A reference plate provided on the stage, on which a reference pattern having a predetermined shape is formed, and the photosensitive substrate are arranged at a predetermined height position in the optical axis direction of the projection optical system, and formed on the photosensitive substrate. First for aligned alignment
The first pattern detection system for detecting a pattern, the second pattern formed on a reference point on the mask, or a predetermined point on the mask having a fixed positional relationship with the reference point, and the reference pattern are projected. In a projection exposure apparatus having a second pattern detection system that detects a relative positional relationship between the second pattern and the reference pattern through an optical system, the projection exposure apparatus is arranged in a predetermined reference plane perpendicular to the optical axis. Based on the respective detection results when the first pattern detection system and the second pattern detection system detect the reference pattern, the detection center of the first pattern detection system and the reference point in the reference plane are Measuring means for obtaining a distance from the projection point by the projection optical system, and the measuring hand according to the amount of deviation of the predetermined height position with respect to the reference plane in the optical axis direction. Projection exposure apparatus characterized by having a correction means for correcting the value of the interval sought. 2. The reference pattern includes a first reference pattern detected by the first pattern detection system and the second reference pattern.

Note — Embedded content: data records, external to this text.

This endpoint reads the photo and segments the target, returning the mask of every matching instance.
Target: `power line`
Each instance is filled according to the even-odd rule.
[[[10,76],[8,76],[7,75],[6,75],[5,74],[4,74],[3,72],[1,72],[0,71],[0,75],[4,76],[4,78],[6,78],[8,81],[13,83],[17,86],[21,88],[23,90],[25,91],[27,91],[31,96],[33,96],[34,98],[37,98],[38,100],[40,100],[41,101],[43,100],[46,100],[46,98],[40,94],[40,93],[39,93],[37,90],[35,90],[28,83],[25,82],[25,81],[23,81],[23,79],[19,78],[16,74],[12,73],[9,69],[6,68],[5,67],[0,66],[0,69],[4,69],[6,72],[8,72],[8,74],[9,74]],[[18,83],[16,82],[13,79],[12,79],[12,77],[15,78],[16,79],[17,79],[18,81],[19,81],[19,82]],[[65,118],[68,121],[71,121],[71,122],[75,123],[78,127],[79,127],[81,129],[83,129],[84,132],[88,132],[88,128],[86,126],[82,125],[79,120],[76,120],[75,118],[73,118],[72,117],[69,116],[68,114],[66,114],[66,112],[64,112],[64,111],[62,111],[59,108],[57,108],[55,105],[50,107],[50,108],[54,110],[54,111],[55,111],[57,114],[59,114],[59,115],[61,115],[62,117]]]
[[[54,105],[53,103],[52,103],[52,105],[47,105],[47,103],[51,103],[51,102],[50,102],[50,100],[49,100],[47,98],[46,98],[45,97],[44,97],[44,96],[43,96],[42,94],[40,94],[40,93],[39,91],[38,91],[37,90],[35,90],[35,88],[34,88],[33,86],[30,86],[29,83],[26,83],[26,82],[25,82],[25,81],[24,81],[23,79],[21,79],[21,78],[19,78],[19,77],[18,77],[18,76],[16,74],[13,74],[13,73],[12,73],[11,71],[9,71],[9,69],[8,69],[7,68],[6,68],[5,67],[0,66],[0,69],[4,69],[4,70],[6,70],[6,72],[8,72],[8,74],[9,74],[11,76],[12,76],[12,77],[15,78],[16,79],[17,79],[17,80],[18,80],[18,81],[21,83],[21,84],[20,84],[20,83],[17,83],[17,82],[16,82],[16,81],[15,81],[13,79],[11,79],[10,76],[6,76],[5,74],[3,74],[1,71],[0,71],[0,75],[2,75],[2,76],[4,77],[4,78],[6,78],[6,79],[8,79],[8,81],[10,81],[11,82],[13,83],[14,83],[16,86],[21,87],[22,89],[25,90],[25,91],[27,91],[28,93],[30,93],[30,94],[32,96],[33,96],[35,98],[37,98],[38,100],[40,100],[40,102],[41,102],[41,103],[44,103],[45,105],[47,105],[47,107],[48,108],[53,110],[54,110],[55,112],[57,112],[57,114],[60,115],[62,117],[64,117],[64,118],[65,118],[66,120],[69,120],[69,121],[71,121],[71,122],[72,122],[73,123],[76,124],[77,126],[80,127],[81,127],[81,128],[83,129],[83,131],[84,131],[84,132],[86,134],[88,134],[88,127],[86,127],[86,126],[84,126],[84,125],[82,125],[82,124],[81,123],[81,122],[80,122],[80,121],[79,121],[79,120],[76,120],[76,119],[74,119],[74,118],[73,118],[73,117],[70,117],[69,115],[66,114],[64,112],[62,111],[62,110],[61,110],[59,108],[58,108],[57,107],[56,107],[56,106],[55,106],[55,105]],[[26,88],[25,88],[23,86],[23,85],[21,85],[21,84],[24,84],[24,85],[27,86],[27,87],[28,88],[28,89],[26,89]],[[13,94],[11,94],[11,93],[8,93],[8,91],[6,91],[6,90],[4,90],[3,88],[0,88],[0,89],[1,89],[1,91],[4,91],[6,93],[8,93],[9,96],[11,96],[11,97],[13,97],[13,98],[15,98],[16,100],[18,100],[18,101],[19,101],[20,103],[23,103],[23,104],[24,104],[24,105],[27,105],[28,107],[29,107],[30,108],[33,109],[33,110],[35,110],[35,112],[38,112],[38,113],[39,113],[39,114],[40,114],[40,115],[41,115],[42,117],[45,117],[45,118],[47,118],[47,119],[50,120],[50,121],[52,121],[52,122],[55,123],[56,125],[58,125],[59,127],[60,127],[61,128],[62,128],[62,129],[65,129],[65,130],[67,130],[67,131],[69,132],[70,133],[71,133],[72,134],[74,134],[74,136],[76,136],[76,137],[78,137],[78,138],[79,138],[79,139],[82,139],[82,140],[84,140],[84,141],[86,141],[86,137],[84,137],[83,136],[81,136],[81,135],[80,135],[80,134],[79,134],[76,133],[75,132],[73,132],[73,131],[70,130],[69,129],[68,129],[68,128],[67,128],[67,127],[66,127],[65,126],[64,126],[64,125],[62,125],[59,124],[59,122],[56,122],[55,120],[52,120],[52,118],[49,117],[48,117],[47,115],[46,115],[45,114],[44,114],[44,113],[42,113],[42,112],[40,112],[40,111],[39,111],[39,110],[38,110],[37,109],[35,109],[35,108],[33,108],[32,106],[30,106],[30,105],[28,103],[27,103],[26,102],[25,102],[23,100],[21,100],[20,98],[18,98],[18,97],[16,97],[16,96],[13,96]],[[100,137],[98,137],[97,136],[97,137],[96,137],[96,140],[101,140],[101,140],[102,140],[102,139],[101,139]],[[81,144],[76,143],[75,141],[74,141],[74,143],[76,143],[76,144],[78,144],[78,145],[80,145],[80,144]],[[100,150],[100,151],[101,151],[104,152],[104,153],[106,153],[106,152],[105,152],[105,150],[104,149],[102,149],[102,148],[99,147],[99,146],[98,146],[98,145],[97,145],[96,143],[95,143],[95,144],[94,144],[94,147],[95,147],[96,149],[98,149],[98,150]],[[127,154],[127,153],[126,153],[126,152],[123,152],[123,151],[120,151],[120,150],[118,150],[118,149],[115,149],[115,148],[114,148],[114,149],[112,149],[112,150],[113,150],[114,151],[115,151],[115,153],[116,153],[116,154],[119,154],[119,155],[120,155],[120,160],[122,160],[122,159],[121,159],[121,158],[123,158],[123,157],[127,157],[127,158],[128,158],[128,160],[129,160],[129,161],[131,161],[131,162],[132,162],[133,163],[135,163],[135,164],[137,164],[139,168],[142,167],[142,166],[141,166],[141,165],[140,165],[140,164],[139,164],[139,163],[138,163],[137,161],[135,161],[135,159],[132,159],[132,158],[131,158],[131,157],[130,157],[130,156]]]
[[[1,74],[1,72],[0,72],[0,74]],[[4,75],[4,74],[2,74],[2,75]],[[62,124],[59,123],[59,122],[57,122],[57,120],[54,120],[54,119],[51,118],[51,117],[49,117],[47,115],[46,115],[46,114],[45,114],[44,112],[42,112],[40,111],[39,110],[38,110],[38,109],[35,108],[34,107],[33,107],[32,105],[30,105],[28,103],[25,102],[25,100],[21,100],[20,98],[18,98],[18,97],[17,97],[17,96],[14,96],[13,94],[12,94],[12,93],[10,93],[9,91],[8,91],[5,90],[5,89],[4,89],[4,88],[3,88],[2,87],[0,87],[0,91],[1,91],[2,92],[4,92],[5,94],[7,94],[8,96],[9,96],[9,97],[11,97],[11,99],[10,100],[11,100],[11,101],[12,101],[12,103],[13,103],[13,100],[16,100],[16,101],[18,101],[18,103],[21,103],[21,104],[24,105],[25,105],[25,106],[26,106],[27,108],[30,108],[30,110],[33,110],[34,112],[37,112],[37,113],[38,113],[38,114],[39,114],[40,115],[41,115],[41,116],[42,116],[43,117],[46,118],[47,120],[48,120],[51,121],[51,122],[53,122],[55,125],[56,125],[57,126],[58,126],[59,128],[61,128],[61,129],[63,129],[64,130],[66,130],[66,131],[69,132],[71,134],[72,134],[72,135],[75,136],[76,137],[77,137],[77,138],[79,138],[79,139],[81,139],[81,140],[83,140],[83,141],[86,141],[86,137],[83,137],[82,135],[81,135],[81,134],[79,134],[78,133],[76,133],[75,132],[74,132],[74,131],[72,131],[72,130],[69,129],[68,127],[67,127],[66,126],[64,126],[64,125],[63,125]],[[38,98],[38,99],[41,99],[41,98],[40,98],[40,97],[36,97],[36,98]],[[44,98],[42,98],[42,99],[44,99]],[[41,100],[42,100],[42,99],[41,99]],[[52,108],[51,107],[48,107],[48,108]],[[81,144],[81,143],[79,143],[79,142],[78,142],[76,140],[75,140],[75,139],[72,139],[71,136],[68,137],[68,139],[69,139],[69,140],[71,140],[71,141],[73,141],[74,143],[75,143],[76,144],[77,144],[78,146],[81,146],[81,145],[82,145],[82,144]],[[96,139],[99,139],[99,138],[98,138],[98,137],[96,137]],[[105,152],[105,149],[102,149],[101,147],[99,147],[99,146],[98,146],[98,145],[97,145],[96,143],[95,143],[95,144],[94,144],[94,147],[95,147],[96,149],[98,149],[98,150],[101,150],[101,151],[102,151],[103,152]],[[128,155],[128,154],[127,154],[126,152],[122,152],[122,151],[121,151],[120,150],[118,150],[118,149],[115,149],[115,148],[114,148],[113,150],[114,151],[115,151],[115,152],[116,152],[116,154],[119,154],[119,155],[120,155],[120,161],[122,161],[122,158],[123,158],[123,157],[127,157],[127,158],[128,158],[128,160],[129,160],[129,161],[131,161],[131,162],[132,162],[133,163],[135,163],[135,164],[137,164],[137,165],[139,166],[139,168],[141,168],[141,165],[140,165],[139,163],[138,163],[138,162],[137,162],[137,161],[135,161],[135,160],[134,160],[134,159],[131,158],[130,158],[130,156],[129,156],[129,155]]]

A second reference pattern detected by a pattern detection system, wherein the first reference pattern and the second reference pattern are the detection center of the first pattern detection system and the second reference pattern of the second pattern detection system in the reference plane. The device according to claim 1, wherein the device is arranged in parallel on the reference plate in a positional relationship according to a distance from a detection center. 3. The correction means has an environmental condition measuring means for measuring an environmental condition around the projection optical system and the first pattern detection system, and a change in the environmental condition measured by the environmental condition measuring means. The apparatus according to claim 2, wherein the shift amount is obtained based on the amount. 4. A pattern detection system for detecting an alignment pattern formed on the photosensitive substrate prior to projecting and exposing a mask pattern image on the photosensitive substrate via a projection optical system. The distance between the center and the projection point of the reference point on the mask by the projection optical system in a predetermined reference plane perpendicular to the optical axis of the projection optical system is determined, and the pattern detection system is used for the alignment. In a projection exposure method for arranging the photosensitive substrate at a predetermined exposure position according to a detection result when a pattern is detected and the interval, the photosensitive substrate is used when the pattern detection system detects the alignment pattern. In the direction perpendicular to the optical axis of the photosensitive substrate according to the amount of deviation in the optical axis direction between the height position of the projection optical system in which the optical axis direction is arranged and the reference plane. Projection exposure method characterized by adjusting the location, placing the photosensitive substrate to the exposure position. 5. The method according to claim 4, wherein an environmental condition around the projection optical system and the pattern detection system is detected, and the deviation amount is measured based on the detection result.